Homeland Security Warns Landlords in Wake of Bin Laden Death
Landlords have been warned to watch for “radicalized individuals” in the following days and months.
The Homeland Security Secretary spoke with the Building Owners and Managers Association International, which broadcasts terror alerts, and advised that landlords and property management companies should watch for possible terror activity, according to a report by the Washington Business Journal.
DHS has not issued any alerts or elevated the risk level at this time because it has not received any specific or imminent threats. Government spokespersons have indicated that a well-organized attack is not expected to happen quickly, but lone individuals may attempt to retaliate for the death of bin Laden.
Unfortunately, the DHS announcement is shy on specifics of how to spot a “radicalized individual” and information on that subject is difficult to encapsulate. Experts agree that there are no tell-tale physical characteristics to watch for — changes in appearance are consistent with non-radicalized persons, too.
However, youth and social exclusion are common traits. Those who have been marginalized are the most likely to be receptive to an extremist ideology. Also, an outspoken perception of injustice, often at the local level, can be a sign. Radicalization may include attendance at a known center for radical ideology, frequent or prolonged trips abroad with no work-related purpose, which is of higher concern if the trips are to countries in conflict, a sudden and extreme disfavor of personal habits like gambling, drinking alcohol or smoking, and reclusiveness.
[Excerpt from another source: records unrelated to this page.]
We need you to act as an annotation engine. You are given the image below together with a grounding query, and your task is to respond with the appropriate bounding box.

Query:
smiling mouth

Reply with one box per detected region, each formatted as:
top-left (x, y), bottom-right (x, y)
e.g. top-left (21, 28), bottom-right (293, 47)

Landlords must be careful to remember that profiling applicants or tenants based on religion, national origin, or perceptions that these characteristics signal a terrorist violates the Fair Housing Act as well as state discrimination laws. Landlords will need to apply a more surgical approach to identify tenants who they fear may be a terror risk.
The best course of action may be to speak with local law enforcement if concerns arise over a specific tenant’s behavior.